Beach & Lampitt: Law seeks to protect college campuses



Five years ago, a Monday morning that began quietly erupted quickly into unimaginable horror and unspeakable tragedy.

On April 16, 2007, a gunman went on a murderous rampage across Virginia Tech’s Blacksburg campus, killing 32 students and faculty members while wounding another 25. The tragedy of that day ripped apart dozens of families, bringing campus communities across our country together: first in horrified shock, then in mourning and solidarity.

As parents, siblings, neighbors and friends, we often assume our loved ones who leave home to pursue the dream of higher education live in sheltered islands of safety. As we were reminded just five years ago, tragedy can unexpectedly strike our campuses at any time — and the human costs can be devastatingly high.

That is why we partnered with New Jersey’s higher education community to pass legislation to plan proactively for potential campus emergencies. The law we passed will ensure our institutions of higher learning have comprehensive plans in place to ensure the safety of students and faculty.

Whether it is outbreaks of pandemic flu, natural disasters or violent attacks on our campuses, the key to preventing or minimizing tragedy is preparedness.

Our law requires New Jersey’s colleges and universities to file comprehensive campus-security plans that identify baselines of preparedness for all potential emergencies with the state’s homeland security and higher education officials. These plans would have to be periodically updated, and in the event of an on-campus incident, a school’s security plan would be immediately reviewed for effectiveness.

New Jersey’s institutions of higher learning are treasures of our state, sought out by students around the country and the world for their excellence and academic rigor. We must continue to do all we can to maintain their reputations, while ensuring the safety of our campus communities is a top priority.

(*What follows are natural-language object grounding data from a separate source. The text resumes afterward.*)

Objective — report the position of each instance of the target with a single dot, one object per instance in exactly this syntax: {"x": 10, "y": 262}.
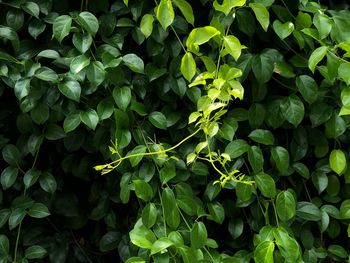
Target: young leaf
{"x": 316, "y": 56}
{"x": 146, "y": 25}
{"x": 61, "y": 27}
{"x": 337, "y": 161}
{"x": 261, "y": 14}
{"x": 165, "y": 13}
{"x": 283, "y": 30}
{"x": 89, "y": 22}
{"x": 186, "y": 10}
{"x": 188, "y": 66}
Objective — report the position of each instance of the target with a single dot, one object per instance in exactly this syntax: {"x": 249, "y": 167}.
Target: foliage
{"x": 222, "y": 135}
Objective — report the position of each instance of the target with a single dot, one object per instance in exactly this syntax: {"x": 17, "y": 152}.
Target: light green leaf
{"x": 233, "y": 46}
{"x": 134, "y": 63}
{"x": 139, "y": 151}
{"x": 337, "y": 161}
{"x": 165, "y": 13}
{"x": 38, "y": 210}
{"x": 161, "y": 245}
{"x": 89, "y": 118}
{"x": 285, "y": 205}
{"x": 158, "y": 119}
{"x": 227, "y": 5}
{"x": 186, "y": 10}
{"x": 263, "y": 253}
{"x": 261, "y": 14}
{"x": 316, "y": 56}
{"x": 142, "y": 237}
{"x": 188, "y": 66}
{"x": 79, "y": 63}
{"x": 61, "y": 27}
{"x": 89, "y": 22}
{"x": 198, "y": 235}
{"x": 266, "y": 184}
{"x": 281, "y": 157}
{"x": 283, "y": 30}
{"x": 146, "y": 25}
{"x": 71, "y": 89}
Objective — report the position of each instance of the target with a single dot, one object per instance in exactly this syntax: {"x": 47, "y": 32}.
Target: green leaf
{"x": 109, "y": 241}
{"x": 79, "y": 63}
{"x": 143, "y": 190}
{"x": 38, "y": 210}
{"x": 96, "y": 73}
{"x": 46, "y": 74}
{"x": 198, "y": 235}
{"x": 161, "y": 245}
{"x": 10, "y": 34}
{"x": 167, "y": 173}
{"x": 292, "y": 109}
{"x": 8, "y": 177}
{"x": 283, "y": 30}
{"x": 316, "y": 56}
{"x": 82, "y": 42}
{"x": 31, "y": 8}
{"x": 337, "y": 161}
{"x": 323, "y": 24}
{"x": 122, "y": 97}
{"x": 266, "y": 184}
{"x": 285, "y": 205}
{"x": 89, "y": 118}
{"x": 263, "y": 253}
{"x": 227, "y": 5}
{"x": 142, "y": 237}
{"x": 256, "y": 158}
{"x": 186, "y": 10}
{"x": 4, "y": 246}
{"x": 48, "y": 182}
{"x": 188, "y": 66}
{"x": 35, "y": 252}
{"x": 233, "y": 46}
{"x": 146, "y": 25}
{"x": 344, "y": 72}
{"x": 308, "y": 88}
{"x": 71, "y": 122}
{"x": 345, "y": 209}
{"x": 262, "y": 136}
{"x": 61, "y": 27}
{"x": 89, "y": 22}
{"x": 165, "y": 13}
{"x": 134, "y": 63}
{"x": 236, "y": 148}
{"x": 149, "y": 215}
{"x": 158, "y": 120}
{"x": 281, "y": 157}
{"x": 262, "y": 67}
{"x": 308, "y": 211}
{"x": 16, "y": 217}
{"x": 139, "y": 151}
{"x": 11, "y": 154}
{"x": 261, "y": 14}
{"x": 201, "y": 35}
{"x": 30, "y": 177}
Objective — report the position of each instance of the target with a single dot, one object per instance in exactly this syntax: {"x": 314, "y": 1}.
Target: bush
{"x": 220, "y": 128}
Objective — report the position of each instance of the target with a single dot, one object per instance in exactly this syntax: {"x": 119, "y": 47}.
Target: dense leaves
{"x": 220, "y": 128}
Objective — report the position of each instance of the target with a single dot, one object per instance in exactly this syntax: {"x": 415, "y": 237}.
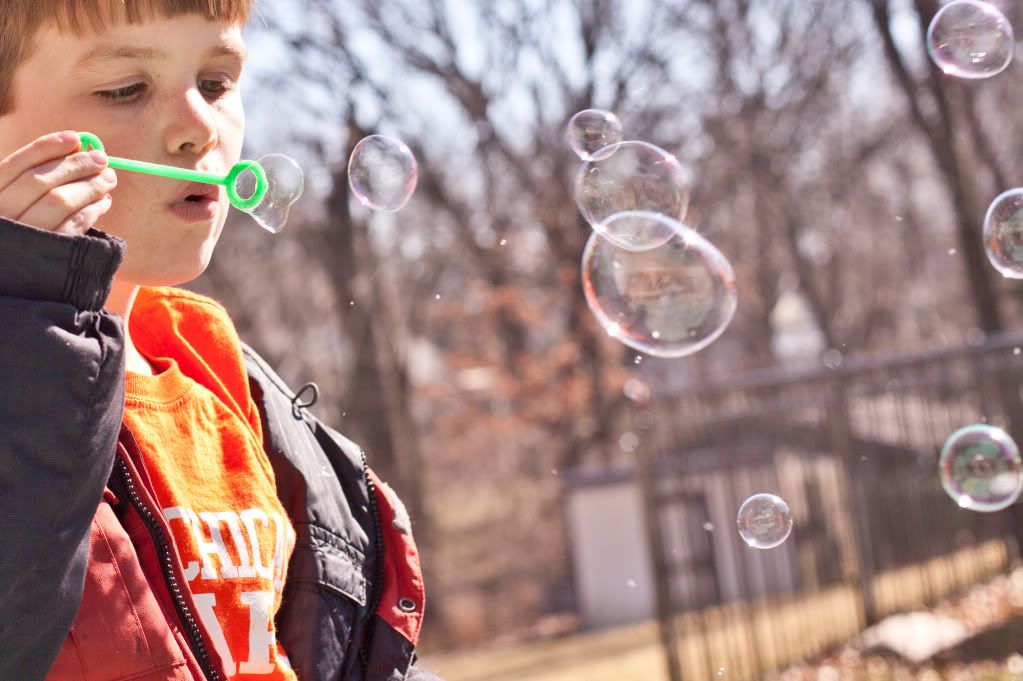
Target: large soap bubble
{"x": 670, "y": 301}
{"x": 980, "y": 468}
{"x": 631, "y": 176}
{"x": 285, "y": 182}
{"x": 971, "y": 39}
{"x": 383, "y": 173}
{"x": 764, "y": 520}
{"x": 1004, "y": 233}
{"x": 592, "y": 130}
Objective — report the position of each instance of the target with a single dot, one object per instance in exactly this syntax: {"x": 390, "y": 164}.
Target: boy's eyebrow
{"x": 106, "y": 52}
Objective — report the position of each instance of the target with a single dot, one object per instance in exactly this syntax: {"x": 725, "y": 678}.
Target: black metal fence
{"x": 853, "y": 451}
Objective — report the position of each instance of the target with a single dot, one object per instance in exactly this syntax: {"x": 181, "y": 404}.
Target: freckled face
{"x": 165, "y": 92}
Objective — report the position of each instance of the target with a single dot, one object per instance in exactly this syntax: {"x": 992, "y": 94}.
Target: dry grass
{"x": 743, "y": 638}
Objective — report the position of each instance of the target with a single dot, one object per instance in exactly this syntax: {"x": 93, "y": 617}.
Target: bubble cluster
{"x": 971, "y": 39}
{"x": 980, "y": 468}
{"x": 285, "y": 182}
{"x": 764, "y": 520}
{"x": 383, "y": 173}
{"x": 591, "y": 130}
{"x": 632, "y": 176}
{"x": 1004, "y": 233}
{"x": 670, "y": 301}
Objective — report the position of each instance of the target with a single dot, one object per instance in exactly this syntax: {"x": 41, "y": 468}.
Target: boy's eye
{"x": 215, "y": 88}
{"x": 122, "y": 94}
{"x": 211, "y": 88}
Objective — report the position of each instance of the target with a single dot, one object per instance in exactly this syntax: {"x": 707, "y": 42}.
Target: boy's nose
{"x": 193, "y": 127}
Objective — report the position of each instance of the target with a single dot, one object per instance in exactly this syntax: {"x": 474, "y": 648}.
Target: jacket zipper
{"x": 192, "y": 631}
{"x": 367, "y": 631}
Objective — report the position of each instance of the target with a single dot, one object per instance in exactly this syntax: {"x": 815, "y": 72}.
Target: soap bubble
{"x": 383, "y": 173}
{"x": 592, "y": 130}
{"x": 1004, "y": 233}
{"x": 284, "y": 184}
{"x": 980, "y": 468}
{"x": 632, "y": 176}
{"x": 764, "y": 520}
{"x": 670, "y": 301}
{"x": 971, "y": 39}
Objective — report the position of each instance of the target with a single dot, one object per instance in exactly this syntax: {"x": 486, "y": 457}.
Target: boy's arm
{"x": 61, "y": 396}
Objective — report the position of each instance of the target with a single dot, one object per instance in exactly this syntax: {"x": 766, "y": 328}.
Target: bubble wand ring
{"x": 229, "y": 182}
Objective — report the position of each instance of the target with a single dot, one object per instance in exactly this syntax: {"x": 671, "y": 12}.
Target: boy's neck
{"x": 120, "y": 302}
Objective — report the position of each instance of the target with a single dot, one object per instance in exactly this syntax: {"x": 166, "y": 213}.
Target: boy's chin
{"x": 162, "y": 276}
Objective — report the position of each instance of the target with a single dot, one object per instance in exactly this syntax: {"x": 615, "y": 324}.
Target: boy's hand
{"x": 47, "y": 185}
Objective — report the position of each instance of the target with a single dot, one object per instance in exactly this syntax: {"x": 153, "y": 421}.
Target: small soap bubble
{"x": 980, "y": 468}
{"x": 285, "y": 182}
{"x": 632, "y": 177}
{"x": 683, "y": 290}
{"x": 1004, "y": 233}
{"x": 832, "y": 358}
{"x": 636, "y": 391}
{"x": 628, "y": 442}
{"x": 591, "y": 130}
{"x": 971, "y": 39}
{"x": 764, "y": 520}
{"x": 383, "y": 173}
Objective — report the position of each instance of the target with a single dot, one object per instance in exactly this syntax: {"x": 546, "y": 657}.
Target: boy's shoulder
{"x": 197, "y": 333}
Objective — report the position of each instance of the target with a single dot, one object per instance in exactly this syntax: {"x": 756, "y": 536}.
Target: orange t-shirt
{"x": 201, "y": 438}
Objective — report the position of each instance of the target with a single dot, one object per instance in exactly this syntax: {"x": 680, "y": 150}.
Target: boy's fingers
{"x": 48, "y": 147}
{"x": 84, "y": 220}
{"x": 39, "y": 181}
{"x": 60, "y": 203}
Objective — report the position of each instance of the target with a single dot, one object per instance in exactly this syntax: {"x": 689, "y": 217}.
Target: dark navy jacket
{"x": 353, "y": 602}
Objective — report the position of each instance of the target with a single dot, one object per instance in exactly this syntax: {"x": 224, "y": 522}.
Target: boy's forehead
{"x": 151, "y": 40}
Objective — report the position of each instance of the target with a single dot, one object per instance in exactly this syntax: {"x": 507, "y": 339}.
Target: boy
{"x": 168, "y": 509}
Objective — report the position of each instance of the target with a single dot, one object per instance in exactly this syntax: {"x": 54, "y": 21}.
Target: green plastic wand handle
{"x": 90, "y": 141}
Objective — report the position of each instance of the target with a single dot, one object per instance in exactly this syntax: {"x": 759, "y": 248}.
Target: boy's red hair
{"x": 21, "y": 19}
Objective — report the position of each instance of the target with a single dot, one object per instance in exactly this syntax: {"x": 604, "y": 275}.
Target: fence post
{"x": 855, "y": 500}
{"x": 662, "y": 587}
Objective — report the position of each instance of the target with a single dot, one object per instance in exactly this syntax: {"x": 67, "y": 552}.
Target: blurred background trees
{"x": 842, "y": 176}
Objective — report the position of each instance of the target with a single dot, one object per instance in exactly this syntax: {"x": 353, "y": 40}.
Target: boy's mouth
{"x": 195, "y": 192}
{"x": 196, "y": 202}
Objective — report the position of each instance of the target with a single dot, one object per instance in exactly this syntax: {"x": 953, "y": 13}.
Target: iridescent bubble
{"x": 980, "y": 468}
{"x": 971, "y": 39}
{"x": 670, "y": 301}
{"x": 592, "y": 130}
{"x": 632, "y": 176}
{"x": 284, "y": 184}
{"x": 383, "y": 173}
{"x": 764, "y": 520}
{"x": 1004, "y": 233}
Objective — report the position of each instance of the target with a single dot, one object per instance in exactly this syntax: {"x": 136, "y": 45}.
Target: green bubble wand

The lessons of Virginia Tech — lessons paid for at too high a human cost — is that forward-looking, frequent and comprehensive safety planning efforts can help prevent systemic breakdowns that can compound emergency situations. The law we passed seeks to apply these lessons to protecting New Jersey’s campuses. Because no New Jersey school should have to pay that human cost when such tragedy might be prevented.

Assemblywoman Pamela Lampitt, D-Camden, a past chairwoman of the Assembly Higher Education Committee, and state Sen. James Beach, D-Camden, represent the 6th Legislative District covering parts of Camden and Burlington Counties.